Individualiste solidaire
Aux yeux du grand public, accoler ces deux termes, individualiste et solidaire, peut sembler contradictoire. Il suffit pour s’en convaincre d’ouvrir un dictionnaire d’usage courant, pour y lire par exemple, au mot individualiste : « 1. Partisan de l’individualisme ; 2. Qui ne songe qu’à soi », cette dernière définition se rapprochant de celle du mot égoïste : « Qui rapporte tout à soi, qui ne considère que ses intérêts ». Alors que solidaire est expliqué ainsi, hormis les acceptions d’ordre juridique : « Qui est ou s’estime lié à quelqu’un d’autre ou à un groupe par une responsabilité commune, des intérêts communs » ; quant au mot individualisme, c’est seulement en troisième position qu’arrive son sens philosophique : « 3. Doctrine qui fait de l’individu le fondement soit de la société, soit des valeurs morales, soit des deux », après : « 1. Tendance à s’affirmer indépendamment des autres ; 2. Tendance à privilégier la valeur et les droits de l’individu contre les valeurs et les droits des groupes sociaux ».
Rien d’étonnant à ce que l’ensemble des pouvoirs institutionnels se soient méfiés des individualistes peu enclins à marcher au pas et à se fondre dans le troupeau soumis à l’Eglise, à l’armée, au régime en place. Pourtant, il arrive que l’on découvre les mérités de la désobéissance, dans le cas de l’opposition au pétainisme et au nazisme par exemple, mais le cas est peu fréquent.
Par contre, la pensée individualiste tient une place importante dans le mouvement anarchiste, où elle représente une tendance qui fut très souvent combattue par une autre, celle des communistes libertaires.

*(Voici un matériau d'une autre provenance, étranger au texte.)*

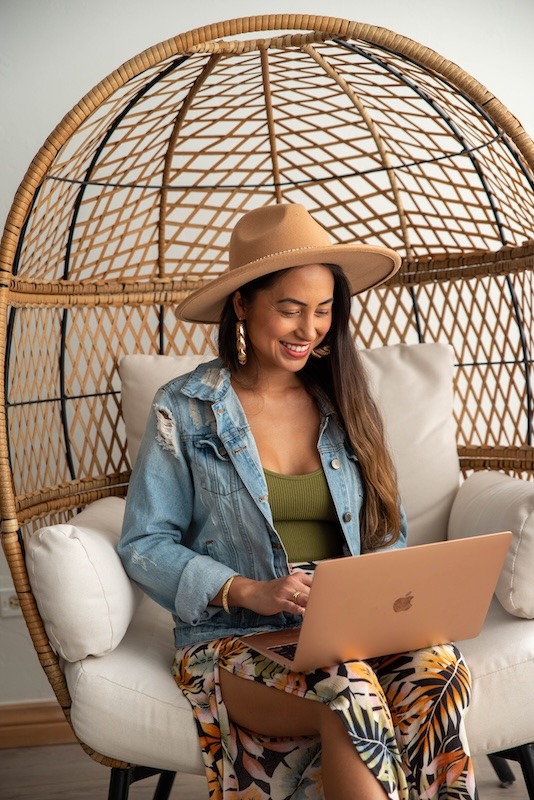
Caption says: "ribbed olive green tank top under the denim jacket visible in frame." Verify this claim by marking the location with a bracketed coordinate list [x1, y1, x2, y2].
[264, 469, 342, 563]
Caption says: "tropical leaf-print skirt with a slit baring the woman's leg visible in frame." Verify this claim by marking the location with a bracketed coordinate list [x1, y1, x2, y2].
[173, 638, 478, 800]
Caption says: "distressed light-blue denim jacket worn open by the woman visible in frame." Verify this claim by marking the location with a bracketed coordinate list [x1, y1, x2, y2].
[118, 360, 406, 647]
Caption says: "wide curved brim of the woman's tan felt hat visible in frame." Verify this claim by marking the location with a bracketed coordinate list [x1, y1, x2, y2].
[176, 244, 401, 323]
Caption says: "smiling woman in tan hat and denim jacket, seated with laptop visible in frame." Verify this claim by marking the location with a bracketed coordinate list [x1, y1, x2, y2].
[119, 204, 476, 800]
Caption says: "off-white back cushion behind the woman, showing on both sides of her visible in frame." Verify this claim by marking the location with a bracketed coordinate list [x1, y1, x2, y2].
[119, 344, 460, 544]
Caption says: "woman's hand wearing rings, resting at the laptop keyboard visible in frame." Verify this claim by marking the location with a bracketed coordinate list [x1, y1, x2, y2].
[220, 570, 313, 616]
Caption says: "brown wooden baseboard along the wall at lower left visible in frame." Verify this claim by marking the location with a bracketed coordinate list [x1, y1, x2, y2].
[0, 701, 76, 750]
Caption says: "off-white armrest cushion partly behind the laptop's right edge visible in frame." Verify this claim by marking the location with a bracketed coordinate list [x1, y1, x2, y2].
[449, 471, 534, 619]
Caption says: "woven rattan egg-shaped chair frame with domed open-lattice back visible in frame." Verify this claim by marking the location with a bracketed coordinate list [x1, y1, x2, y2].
[0, 15, 534, 797]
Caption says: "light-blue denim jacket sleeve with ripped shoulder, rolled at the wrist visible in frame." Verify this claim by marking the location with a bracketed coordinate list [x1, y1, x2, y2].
[118, 378, 241, 626]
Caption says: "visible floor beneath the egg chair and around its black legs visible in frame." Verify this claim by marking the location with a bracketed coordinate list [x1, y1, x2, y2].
[0, 744, 528, 800]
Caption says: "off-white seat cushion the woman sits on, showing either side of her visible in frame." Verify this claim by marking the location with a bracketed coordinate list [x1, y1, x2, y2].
[64, 584, 534, 764]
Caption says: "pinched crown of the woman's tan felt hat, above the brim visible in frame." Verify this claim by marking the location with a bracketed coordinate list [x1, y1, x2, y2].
[229, 203, 332, 270]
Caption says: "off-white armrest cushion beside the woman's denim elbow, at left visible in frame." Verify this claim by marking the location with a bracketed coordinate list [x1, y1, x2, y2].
[26, 497, 136, 661]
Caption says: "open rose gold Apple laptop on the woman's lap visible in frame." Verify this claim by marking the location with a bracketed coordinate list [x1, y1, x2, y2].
[242, 531, 512, 672]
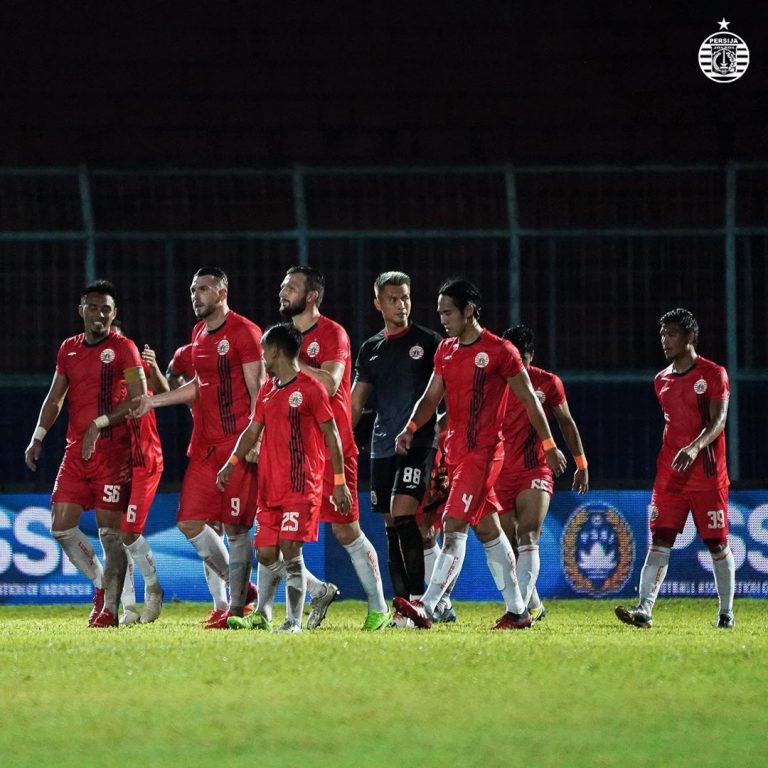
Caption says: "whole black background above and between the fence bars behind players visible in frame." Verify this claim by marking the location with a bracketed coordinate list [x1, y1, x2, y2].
[0, 0, 768, 491]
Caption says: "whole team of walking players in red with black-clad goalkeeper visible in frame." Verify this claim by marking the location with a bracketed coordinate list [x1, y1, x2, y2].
[25, 266, 735, 633]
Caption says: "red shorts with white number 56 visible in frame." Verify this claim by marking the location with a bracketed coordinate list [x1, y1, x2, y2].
[51, 443, 131, 512]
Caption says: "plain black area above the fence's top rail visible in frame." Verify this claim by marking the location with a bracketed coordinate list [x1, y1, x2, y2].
[0, 0, 768, 167]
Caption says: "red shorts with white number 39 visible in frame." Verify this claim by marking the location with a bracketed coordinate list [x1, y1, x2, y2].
[650, 486, 728, 544]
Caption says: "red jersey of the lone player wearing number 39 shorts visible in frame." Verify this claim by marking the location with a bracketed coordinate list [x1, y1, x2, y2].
[653, 355, 730, 491]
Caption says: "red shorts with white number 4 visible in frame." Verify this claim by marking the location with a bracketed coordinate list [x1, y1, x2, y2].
[445, 453, 502, 525]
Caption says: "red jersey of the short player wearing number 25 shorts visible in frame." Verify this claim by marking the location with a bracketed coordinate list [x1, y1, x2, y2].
[253, 371, 333, 507]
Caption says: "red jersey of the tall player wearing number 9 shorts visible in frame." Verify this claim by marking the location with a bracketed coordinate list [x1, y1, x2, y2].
[190, 311, 261, 451]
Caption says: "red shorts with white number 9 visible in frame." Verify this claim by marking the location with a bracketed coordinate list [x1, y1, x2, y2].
[177, 438, 258, 528]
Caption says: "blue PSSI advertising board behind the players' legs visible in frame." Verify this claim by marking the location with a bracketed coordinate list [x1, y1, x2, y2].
[0, 491, 768, 604]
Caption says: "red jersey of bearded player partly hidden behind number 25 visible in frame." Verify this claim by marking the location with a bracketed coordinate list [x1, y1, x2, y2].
[299, 315, 358, 457]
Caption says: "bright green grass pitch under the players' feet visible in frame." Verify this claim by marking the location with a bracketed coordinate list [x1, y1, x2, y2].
[0, 599, 768, 768]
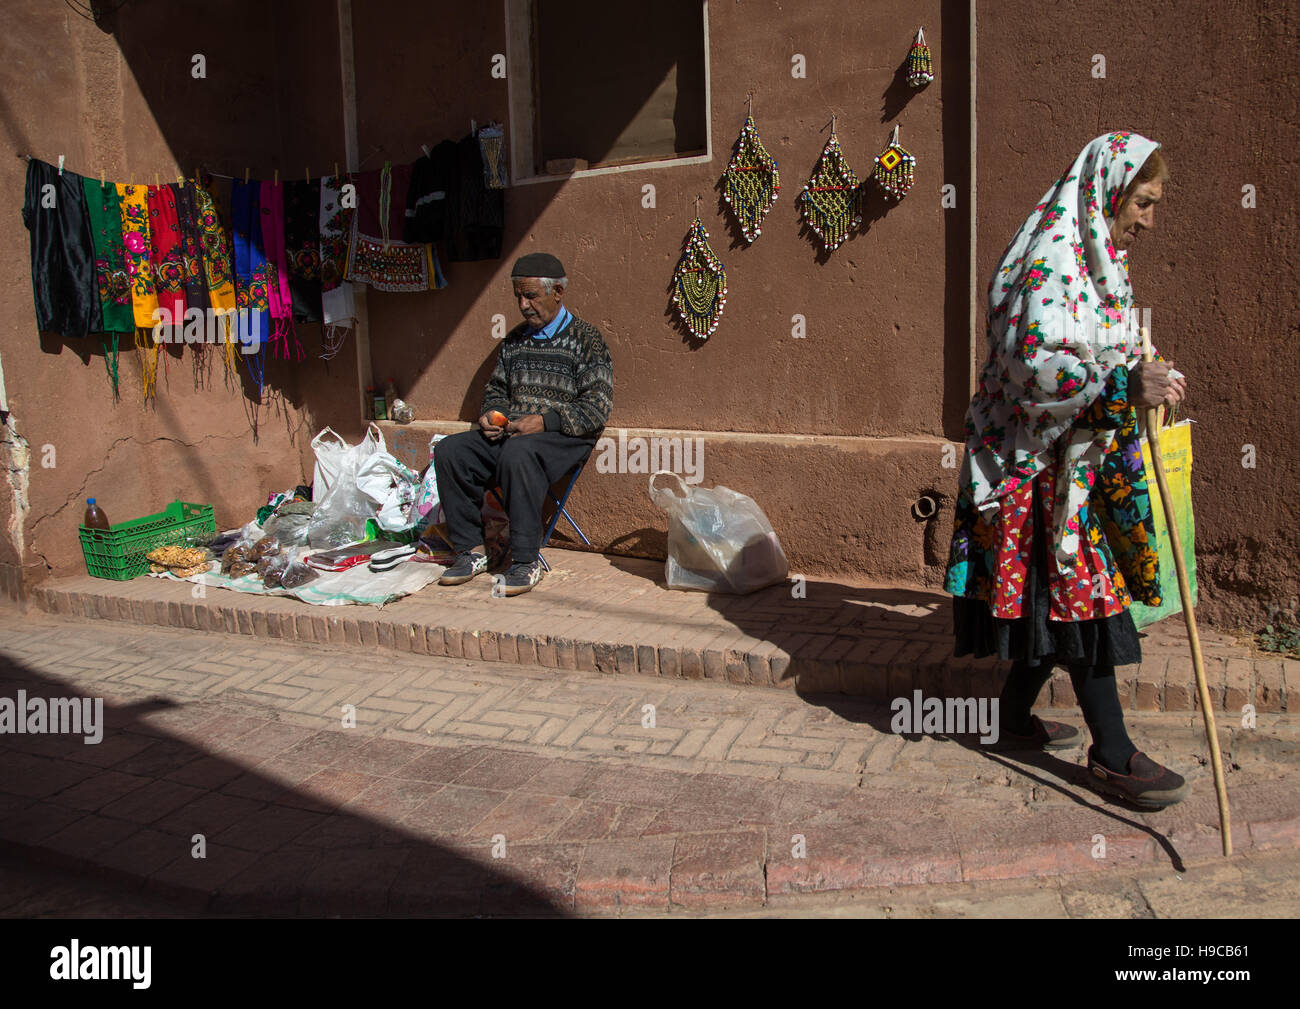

Le refus, ou la critique, de toute forme d’autorité peut amener, dans le concret d’une vie individuelle précisément, à des attitudes assez différentes. Pour certains, il s’agira de tout mettre en œuvre pour parvenir, par la révolution sociale, à l’avènement d’une société anarchiste. Tout mettre en œuvre, c’est-à-dire tous les moyens, toutes les forces, les individus pouvant éventuellement avoir à s’effacer devant les priorités du groupe. Attitude extrême, mais non complètement étrangère à certains courants anarchistes.
A l’inverse, les partisans de la tendance individualiste considèrent que seule l’évolution des individus pourra entraîner celle de la société vers une organisation sociale d’essence libertaire. En attendant que s’opère une telle transformation, chacun peut essayer, dans sa propre vie, d’accorder le plus qu’il est possible son comportement avec ses idéaux anarchistes.
Les uns construisent – au futur – la société anarchiste, son organisation, ses structures, et élaborent les étapes de sa réalisation, tout en luttant sur le terrain pour faire avancer leurs idéaux.
Les autres accordent davantage de crédit à l’exemple donné de ce qui est possible, à l’invention de nouvelles formes d’organisation, à l’accord entre la pensée et l’action, entre les principes et le comportement quotidien.
A première vue, ces deux positions semblent contradictoires, tout comme les termes individualiste et solidaire. Or, il peut n’en être rien.